Martin Amanshauser haucht alten Formen neue Frische ein: Lyrik als Gebrauchsgegenstand, als Lebenshilfe, als Shortest-Story. Eine Aufforderung, sich wieder mit den ganz kleinen und ganz großen Dingen des Lebens zu beschäftigen. Ist es heute möglich, ohne Pathos Gedichte zu schreiben, die unter die Haut gehen?
In der Tradition von Ernst Jandl, Robert Gernhardt und Wolf Wondratschek, aber doch in ganz eigenständigem Ton, fabuliert der Träger des Georg-Trakl-Förderungspreises quer durch die Welt von Liebe, Sex und Reifengummi.
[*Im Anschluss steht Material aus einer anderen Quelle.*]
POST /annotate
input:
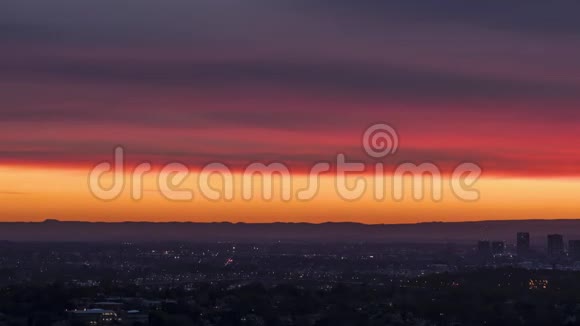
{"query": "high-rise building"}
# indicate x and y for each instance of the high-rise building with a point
(497, 247)
(574, 249)
(523, 243)
(555, 244)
"Hier besinnt sich einer seiner individuellen Stimme. Amanshauser prunkt nicht mit großen Worten, er blufft nicht mit Schnörkeln und Arabesken."
Anton Thuswaldner, Salzburger Nachrichten.
"Amanshausers Lyrik würde ich am liebsten auf eine Postkarte drucken."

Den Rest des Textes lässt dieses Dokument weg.